Alex talks and thinks only of mushrooms to the point that I think I can see mushrooms growing from his beard and from behind his ears. There's another month to wait until morel season here on the cold Canadian shield, and longer until hedgehogs, lobsters, chanterelles, and other lovelies make an appearance. We waited out winter instead and harvested botanicals that were in season: willow and alder barks for pain relieving ointments, chaga mushrooms for tea and elixirs, evergreen boughs, and always more spruce and pine resins. We have lofty hopes and dreams of foraging for lots of wild mushrooms this year to sell dried and fresh. Alex is also getting all his supplies together to start growing edible mushrooms for the farmers' markets and will likely end up doing a mix of mushrooms grown indoors and some grown on logs outdoors on my property and a couple local farms.

While he's been getting all his supplies, spores, and logs ready for the good weather we've been experimenting with medicinal mushrooms he harvested last fall. We made another big batch of the chocolate chaga elixir and smaller batches of simple turkey tail and birch polypore tinctures of which we will save the mushroom matter after straining and make multiple low heat decoctions and then combine the alcohol and water extractions to concentrate as much of their medicinal properties as possible.

trichaptum, fomitopsis pinicola, and ganoderma applanatum

The theme of April has been water. Everything is melting and dripping. All I hear outside is water. The creek running high and fast outside my door, water dripping from my roof, water rivulets running down the streets, water seeping into my root cellar and basement only to be removed by the sump pumps, gushing water noisily into my yard and out into the creek. Some people's lawns in this small town are now ponds you could comfortably kayak in. Everyone's basement leaks, "don't worry about it", they tell you. There has been so much snow that now we have an excess of water, purifying and washing clean the staleness of winter. 
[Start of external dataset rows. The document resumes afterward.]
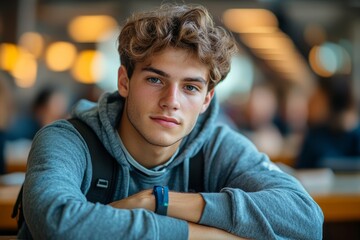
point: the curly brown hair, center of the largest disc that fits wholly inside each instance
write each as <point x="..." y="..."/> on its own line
<point x="188" y="27"/>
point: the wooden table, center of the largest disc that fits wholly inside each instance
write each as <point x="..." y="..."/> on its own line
<point x="339" y="200"/>
<point x="8" y="195"/>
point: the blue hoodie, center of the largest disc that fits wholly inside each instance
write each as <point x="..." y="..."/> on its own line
<point x="245" y="193"/>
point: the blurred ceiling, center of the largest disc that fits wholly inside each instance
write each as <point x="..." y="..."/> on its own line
<point x="297" y="23"/>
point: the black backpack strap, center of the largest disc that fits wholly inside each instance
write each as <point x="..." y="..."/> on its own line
<point x="196" y="175"/>
<point x="104" y="166"/>
<point x="17" y="209"/>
Alex looks up at an impressive old growth white pine (pinus strobus)

And it is exciting. To see the bare ground, to see water instead of snow, to get stuck in the mud and fall in and laugh. Soon green things will start to pop up, bud, unfurl, unfold... I cannot wait. I am waiting impatiently for poplar buds to be ready, for fiddleheads and wild asparagus to grow, to collect pine and cattail pollen, to bury my nose in plum blossoms and elderflowers, and so many more wonderful things for food and medicine. Can you feel the excitement for spring building too? I so look forward to the sudden green burst of life that will come with May for it is when I can turn my castles in the sky into realities of gardening and foraging. See you out there in the sunshine!

~ Sarah


2 comments


  • dabney rose

    Thanks for the lovely winter journal…you almost have me convinced the extra long cold/ice/snow is worth the gifts of resins, etc. : )


  • dre

    So timely, as Spruce Pitch and Cedar Balsam just arrived in the mail (woot!) to join Pine Pitch in what has quickly become my favorite of favorites—conifer ointments. All the glorious. Am in love.